Every radio jock has regulars who call his show, or his station. Some of them make requests, but many don’t want a specific song, they just want to talk to the friendly voice on the air. They can be annoying—they don’t always understand that we’re working—but they’re usually harmless. Thirty-two years ago this spring, a musical valentine from one of these callers was rising up the American charts.
“Pilot of the Airwaves” was one of the most unusual records I—and lots of other people in the spring of 1980—had ever heard. In those pre-Internet days, nobody knew who the hell Charlie Dore was. When the record first hit, there was confusion over whether Dore was a girl or a guy. The record raced up the charts and fell right back down again, and if I’m recalling correctly, it was rarely heard very much after that: no long stay in the category radio stations call “recurrents,” and no honored place in the “gold” category.
Dore, who was raised in Elton John’s hometown of Pinner, Middlesex, England, wanted to be an actress. She went to drama school and eventually landed roles onstage and on TV. A musician friend asked her to take over a regular gig of his; she decided to form a band as a result. They played mostly bluegrass, country, and Western swing, and went through several names, including Prairie Oyster and Charlie Dore’s Back Pocket.
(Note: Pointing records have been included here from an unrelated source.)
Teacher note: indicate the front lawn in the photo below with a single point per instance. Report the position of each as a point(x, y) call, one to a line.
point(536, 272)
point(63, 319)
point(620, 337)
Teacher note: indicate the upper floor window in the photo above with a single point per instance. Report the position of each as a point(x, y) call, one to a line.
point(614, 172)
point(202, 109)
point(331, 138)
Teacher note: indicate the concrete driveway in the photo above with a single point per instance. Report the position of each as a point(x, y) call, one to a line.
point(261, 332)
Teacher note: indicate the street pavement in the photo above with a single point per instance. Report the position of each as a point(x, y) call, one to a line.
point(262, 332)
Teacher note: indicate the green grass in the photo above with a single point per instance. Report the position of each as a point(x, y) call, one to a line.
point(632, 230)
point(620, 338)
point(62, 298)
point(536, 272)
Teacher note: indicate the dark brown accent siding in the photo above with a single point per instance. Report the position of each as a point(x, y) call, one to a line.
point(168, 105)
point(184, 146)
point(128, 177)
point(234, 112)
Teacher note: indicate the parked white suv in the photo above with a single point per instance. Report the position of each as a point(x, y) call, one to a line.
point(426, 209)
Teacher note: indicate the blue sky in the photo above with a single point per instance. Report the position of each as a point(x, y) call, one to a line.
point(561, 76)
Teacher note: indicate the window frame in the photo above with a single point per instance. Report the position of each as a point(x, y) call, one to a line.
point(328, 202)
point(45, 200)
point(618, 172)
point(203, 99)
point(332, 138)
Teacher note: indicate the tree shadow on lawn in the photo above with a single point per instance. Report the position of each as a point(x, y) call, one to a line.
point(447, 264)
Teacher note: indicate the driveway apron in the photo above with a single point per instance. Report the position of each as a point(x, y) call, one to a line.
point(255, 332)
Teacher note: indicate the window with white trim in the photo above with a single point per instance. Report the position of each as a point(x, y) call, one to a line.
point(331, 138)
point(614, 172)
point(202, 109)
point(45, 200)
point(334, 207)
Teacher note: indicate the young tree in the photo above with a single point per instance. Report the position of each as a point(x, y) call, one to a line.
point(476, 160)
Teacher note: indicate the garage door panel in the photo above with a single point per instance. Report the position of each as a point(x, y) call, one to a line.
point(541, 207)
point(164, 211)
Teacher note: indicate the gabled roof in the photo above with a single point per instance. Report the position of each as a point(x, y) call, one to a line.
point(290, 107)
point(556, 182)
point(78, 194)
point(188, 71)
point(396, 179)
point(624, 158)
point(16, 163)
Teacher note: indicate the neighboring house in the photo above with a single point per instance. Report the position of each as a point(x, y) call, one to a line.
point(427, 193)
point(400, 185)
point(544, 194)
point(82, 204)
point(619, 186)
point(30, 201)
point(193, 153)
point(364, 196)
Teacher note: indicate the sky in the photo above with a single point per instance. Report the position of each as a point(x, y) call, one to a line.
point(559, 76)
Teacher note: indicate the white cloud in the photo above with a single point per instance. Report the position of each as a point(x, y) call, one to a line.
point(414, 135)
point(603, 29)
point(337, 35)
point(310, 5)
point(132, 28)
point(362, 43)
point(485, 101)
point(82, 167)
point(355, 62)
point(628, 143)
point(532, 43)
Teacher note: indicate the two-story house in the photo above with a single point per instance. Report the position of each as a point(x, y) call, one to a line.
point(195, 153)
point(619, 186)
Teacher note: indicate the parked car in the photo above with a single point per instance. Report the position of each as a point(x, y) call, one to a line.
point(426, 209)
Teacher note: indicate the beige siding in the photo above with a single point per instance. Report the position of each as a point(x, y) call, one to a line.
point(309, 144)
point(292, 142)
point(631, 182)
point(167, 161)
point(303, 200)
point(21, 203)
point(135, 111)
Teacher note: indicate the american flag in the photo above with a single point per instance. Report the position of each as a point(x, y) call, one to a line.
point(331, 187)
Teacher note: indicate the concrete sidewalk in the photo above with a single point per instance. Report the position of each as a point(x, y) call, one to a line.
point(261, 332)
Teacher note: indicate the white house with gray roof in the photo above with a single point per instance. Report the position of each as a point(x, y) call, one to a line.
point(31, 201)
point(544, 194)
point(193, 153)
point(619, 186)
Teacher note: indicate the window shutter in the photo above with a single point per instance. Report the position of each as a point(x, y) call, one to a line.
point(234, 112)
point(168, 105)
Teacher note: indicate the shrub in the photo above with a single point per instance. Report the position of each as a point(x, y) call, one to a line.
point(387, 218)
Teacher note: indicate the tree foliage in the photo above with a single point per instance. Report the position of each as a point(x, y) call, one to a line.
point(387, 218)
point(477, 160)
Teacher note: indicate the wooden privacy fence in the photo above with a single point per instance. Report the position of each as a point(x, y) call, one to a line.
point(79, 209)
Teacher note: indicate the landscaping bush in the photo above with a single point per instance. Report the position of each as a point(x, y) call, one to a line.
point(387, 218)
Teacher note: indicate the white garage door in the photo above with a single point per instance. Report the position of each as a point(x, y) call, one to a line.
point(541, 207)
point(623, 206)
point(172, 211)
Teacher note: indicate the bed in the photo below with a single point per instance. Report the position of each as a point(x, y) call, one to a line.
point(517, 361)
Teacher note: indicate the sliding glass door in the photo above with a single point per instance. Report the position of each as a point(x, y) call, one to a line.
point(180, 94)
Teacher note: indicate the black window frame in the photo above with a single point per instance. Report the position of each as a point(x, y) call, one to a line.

Several lineups, too: one member, Pick Withers, played with Dore and in the still-unknown Dire Straits at the same time.
In 1978, Island Records impresario Chris Blackwell signed her and sent her to Nashville, thinking she could be the UK’s answer to Emmylou Harris. Her first album, Where to Now, was recorded with some of Nashville’s top studio players—but Blackwell was dissatisfied with it. “Too country,” he said. (What did he expect?) So some tracks were remixed and others re-recorded, including “Pilot of the Airwaves,” which would reach #13 on the Hot 100 and #66 in the UK. Dore’s second album was also rejected and recut (with most of the members of Toto backing her), but failed to produce a hit anywhere. Dore revived her acting career after that, although she continued to write songs. (Sheena Easton’s “Strut” is one she co-wrote with one of her first bandmates.) She’s made new albums steadily since the 1990s, most recently in 2011.
But “Pilot of the Airwaves,” damn. The version above is the from the album, and it ends with a long instrumental fadeout. When the song was released as a single, the decision was made to repeat the arresting acappella opening at the end, which turns the thing into radio perfection. Its failure to endure has much to do with the time in which it appeared—there was an odd little pocket in 1980 and 1981 where so much radio pop was out of time, with neither a 70s vibe nor what we would come to know as an 80s feel, and the songs sound odd when we hear them now. Nevertheless, nobody who ever heard “Pilot of the Airwaves” has ever been able to forget it.
As a pilot of the airwaves myself, I’m naturally disposed to love this record, particularly because it says nice things about the brotherhood. Each of us has taken many phone calls from people who are listening to our show on the radio. In a future installment, we’ll talk about those people.
A post from 2008 about “Pilot of the Airwaves” is one of the most popular posts in the history of this blog. Welcome back, Googlers.